I read through Anna Getty's Easy Green Organic book and then read through a few of the reviews. It seemed like the reviews were pretty bipolar, but I guess that's to be expected when the book title seems to suggest that it is a guide for both eating and living "green". This book is 80% cookbook, and I think if left with just that, it would easily score a full five stars. However the title suggests that it should be more than just a cookbook but rather a cookbook guiding you to going green.
<--As a Cookbook-->
For those looking for a good cookbook, Easy/Green/Organic is a good and safe bet. The instructions are clear and most (not all) of the recipes have a picture of the finished product so you get an idea of what you're striving for. I would consider the recipes in this book very California cuisine oriented. Lots of fresh veggies, fruits, olive oil with a meat-included dish every five to ten recipes. This is not what I would consider a "Beginner" level book. If you need to know how to slice, chop, mince or have your hand held every step of the way, this book is not quite at that level. If you can understand and accomplish: "Melt the butter in a medium saute pan over medium heat. Add the shallots, scallions and peas and saute for 2 to 3 minutes, being careful not to burn the shallots. Add the pea tendrils and cook until soft, about 4 minutes" then you'll be fine.
Most of the recipes are vegetarian friendly but not all. There are quite a few calling for meat (chicken/shrimp/beef/scallops) as well as a meat based stock. That being said, for those who are not interested in vegetarian meals, it should be noted that the majority of the recipes are meat-free (not that this is a bad thing, just an FYI).

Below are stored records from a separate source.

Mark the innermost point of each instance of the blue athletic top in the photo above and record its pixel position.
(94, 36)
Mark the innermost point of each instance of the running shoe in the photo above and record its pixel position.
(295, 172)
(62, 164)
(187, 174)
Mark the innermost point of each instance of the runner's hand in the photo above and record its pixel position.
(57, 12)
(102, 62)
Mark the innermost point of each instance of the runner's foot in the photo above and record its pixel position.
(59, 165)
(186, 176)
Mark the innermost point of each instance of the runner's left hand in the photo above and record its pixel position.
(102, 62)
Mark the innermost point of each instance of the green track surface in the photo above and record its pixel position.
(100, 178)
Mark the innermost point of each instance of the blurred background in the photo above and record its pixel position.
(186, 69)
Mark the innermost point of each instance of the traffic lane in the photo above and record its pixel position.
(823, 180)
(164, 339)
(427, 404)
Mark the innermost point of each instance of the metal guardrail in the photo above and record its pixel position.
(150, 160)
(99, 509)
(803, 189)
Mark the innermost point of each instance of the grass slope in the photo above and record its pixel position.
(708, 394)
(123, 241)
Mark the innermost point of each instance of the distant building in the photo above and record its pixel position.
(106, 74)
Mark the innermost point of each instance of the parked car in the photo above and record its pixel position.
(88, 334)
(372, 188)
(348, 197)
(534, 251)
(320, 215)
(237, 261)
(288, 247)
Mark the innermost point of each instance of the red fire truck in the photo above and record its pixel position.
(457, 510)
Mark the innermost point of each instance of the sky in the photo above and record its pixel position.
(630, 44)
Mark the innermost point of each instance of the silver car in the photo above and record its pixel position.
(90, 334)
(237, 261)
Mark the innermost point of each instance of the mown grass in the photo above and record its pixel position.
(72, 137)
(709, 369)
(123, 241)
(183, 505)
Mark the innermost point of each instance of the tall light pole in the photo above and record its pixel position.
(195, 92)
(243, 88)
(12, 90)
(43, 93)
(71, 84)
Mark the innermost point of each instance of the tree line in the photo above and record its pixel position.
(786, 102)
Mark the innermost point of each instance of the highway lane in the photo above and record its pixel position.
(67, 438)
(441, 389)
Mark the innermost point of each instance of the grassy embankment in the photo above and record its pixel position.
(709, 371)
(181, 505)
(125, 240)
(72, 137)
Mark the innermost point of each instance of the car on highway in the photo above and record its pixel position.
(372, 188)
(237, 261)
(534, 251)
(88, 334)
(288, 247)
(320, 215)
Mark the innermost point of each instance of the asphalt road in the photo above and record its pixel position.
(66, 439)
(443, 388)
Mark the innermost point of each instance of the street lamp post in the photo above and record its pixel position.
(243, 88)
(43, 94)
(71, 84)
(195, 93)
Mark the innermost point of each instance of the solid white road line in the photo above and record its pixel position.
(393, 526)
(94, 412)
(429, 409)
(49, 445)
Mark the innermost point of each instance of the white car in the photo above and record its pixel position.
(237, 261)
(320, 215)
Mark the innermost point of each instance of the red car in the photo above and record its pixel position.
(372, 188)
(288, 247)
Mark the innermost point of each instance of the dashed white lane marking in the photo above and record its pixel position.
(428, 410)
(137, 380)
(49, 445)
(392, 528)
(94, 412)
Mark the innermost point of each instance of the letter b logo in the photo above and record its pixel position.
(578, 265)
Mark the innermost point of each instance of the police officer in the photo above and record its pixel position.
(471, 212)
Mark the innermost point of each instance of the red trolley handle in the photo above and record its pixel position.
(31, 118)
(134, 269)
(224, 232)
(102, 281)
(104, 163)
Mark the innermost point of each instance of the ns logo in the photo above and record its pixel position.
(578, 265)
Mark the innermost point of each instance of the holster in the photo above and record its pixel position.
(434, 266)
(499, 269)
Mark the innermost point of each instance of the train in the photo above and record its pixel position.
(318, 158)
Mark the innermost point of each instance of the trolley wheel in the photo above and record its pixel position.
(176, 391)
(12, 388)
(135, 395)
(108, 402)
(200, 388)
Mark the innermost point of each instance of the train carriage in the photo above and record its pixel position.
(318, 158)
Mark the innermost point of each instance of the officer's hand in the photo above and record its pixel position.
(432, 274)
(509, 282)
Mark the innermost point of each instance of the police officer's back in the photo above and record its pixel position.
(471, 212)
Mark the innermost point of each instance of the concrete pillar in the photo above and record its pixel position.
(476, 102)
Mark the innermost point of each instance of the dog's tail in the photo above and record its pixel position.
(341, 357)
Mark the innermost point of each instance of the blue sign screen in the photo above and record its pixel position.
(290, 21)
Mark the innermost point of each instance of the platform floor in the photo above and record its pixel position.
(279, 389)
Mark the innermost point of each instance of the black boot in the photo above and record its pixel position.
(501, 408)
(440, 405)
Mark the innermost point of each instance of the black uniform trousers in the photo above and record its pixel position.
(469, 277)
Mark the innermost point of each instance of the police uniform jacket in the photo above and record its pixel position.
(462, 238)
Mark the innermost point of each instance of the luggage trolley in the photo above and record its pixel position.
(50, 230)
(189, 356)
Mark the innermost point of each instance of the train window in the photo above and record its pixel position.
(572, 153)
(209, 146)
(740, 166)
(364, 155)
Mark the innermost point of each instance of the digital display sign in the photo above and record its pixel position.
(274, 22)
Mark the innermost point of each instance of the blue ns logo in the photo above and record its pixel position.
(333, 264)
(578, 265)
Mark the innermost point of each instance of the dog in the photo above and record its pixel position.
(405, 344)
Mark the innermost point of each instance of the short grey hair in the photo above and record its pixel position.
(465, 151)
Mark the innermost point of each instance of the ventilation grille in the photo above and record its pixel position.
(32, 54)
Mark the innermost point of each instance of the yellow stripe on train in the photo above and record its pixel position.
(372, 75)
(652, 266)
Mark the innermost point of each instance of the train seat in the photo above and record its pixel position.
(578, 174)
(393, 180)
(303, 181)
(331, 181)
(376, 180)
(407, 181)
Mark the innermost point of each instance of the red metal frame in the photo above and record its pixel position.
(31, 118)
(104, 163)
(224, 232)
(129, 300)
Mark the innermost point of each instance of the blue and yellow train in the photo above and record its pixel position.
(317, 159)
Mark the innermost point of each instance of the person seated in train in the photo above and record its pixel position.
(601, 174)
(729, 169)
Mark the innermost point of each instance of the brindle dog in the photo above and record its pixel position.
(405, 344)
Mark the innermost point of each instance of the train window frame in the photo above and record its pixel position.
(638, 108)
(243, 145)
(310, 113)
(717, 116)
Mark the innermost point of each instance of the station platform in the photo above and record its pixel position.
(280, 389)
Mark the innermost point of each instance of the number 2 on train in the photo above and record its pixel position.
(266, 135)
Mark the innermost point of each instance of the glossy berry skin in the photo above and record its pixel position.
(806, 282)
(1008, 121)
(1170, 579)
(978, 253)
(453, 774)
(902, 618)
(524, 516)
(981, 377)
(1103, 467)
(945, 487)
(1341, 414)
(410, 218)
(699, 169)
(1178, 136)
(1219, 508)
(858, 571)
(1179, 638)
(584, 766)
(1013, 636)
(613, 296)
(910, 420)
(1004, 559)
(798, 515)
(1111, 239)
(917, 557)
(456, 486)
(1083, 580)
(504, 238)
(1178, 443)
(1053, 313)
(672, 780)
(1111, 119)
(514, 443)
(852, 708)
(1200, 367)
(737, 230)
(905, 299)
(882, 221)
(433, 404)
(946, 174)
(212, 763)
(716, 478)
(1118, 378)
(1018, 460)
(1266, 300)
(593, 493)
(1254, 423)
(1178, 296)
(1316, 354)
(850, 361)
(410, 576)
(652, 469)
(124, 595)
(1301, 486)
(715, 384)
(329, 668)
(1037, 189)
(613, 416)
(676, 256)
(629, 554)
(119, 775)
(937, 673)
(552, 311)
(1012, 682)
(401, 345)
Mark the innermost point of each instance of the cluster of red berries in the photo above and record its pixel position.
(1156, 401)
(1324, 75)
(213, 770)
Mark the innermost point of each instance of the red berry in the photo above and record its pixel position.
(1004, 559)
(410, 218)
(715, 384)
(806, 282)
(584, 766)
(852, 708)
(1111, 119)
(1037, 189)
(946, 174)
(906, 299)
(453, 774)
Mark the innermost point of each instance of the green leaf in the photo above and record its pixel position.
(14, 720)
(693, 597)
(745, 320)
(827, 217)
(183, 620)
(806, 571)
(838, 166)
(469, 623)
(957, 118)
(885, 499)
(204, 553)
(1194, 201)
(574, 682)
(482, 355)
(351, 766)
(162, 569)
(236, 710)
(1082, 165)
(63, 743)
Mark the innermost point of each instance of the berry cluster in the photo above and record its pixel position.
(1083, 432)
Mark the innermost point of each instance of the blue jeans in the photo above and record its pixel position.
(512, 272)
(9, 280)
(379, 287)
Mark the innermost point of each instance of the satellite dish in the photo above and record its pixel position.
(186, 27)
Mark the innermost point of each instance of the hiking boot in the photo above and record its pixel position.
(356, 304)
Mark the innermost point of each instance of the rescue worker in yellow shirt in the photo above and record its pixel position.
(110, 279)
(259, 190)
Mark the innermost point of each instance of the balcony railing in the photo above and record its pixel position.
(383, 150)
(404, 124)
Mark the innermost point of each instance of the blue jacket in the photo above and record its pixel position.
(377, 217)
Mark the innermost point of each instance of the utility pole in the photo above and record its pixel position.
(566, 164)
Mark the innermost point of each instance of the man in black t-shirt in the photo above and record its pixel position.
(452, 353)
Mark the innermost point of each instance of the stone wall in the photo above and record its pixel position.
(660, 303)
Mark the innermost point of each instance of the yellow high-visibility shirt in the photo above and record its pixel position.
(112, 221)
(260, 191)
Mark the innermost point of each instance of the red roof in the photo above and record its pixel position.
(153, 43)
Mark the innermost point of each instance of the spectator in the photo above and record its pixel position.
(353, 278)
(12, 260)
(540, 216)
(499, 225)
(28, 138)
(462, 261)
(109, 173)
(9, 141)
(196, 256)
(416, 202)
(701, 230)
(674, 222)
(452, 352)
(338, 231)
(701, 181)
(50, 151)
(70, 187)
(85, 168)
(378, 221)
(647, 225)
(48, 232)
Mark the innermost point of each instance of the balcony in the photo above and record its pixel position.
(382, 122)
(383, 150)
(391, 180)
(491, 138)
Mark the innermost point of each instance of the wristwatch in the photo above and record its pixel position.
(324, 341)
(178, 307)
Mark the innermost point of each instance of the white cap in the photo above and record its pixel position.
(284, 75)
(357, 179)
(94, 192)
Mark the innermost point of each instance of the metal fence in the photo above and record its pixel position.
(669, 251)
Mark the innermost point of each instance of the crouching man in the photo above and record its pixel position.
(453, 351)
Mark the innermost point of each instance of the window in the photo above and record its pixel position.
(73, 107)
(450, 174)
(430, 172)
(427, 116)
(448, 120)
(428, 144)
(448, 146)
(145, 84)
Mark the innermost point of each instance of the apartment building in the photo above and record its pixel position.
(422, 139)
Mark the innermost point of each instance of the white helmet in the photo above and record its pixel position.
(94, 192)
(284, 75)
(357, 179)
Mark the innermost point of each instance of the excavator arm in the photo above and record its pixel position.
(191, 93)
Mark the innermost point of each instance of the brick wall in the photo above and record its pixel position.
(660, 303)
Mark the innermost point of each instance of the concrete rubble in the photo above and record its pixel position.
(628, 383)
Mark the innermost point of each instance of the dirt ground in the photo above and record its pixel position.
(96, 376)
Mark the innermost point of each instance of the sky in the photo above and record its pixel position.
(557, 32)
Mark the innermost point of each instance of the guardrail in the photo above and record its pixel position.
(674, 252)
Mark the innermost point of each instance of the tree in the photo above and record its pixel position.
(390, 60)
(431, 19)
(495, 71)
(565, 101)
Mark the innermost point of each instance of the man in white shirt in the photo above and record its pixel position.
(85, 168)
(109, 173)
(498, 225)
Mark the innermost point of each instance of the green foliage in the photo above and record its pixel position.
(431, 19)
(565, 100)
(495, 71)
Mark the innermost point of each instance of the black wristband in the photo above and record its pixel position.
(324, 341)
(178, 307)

My biggest issue with this book is the very light and yet simultaneously heavy-handed approach that the book uses to impart information on "Going Green." Of the nearly 240 pages which make up this book, only about 35 of those pages are devoted specifically to tips on going green. A few more pages can be compiled and added to that 35 count by way of the little "Did you know?" and "Green tip" factual tidbits sprinkled throughout the book.
Now if the book had simply offered suggestions and tips for going green that would be one thing, but the author goes the extra step of attempting to convince you with reasons on why you should go Green/Organic/Sustainable. Unfortunately many of the reasons aren't really substantiated with facts, but rather a "Non-organic foods have pesticides. Pesticides are bad," sort of argument. So as soon as someone asks you to explain why pesticides are bad when we've been using them for decades, well you're at a loss because that information wasn't really provided. As an example, the entire argument against using Genetically Modified Organisms (GMO's) is that "...others (including myself) argue that there are unknown health effects as well as potential environmental hazards in the proliferation of GMO crops." The tips on getting new gadgets for the kitchen amounts to: Make sure you really need it, and if you do, look for an Energy Star label.
If you like Californian cuisine, purchase this book. The recipes are nice, fresh and formatted in a easy to digest fashion. While none of the recipes are extremely awe-inspiring, it does contain a good cross-section of items to get you started in figuring out what part of the cuisine you want to hone in on. Again, this book is vegetarian "friendly," not "exclusive". Other Californian cuisine books I would recommend are: Live, Love, Eat!: The Best of Wolfgang Puck and The French Laundry Cookbook. If you want to go the complete opposite direction, I suggest The Pioneer Woman Cooks: Recipes from an Accidental Country Girl.
If you were interested in buying this book as a resource on going green or organic (and not so much for the cooking), I would suggest passing in favor of a more robust offering. The Omnivore's Dilemma by Michael Pollan, Organic, Inc.: Natural Foods and How They Grew and To Buy or Not to Buy Organic: What You Need to Know to Choose the Healthiest, Safest, Most Earth-Friendly Food are all books I recommend on the subject.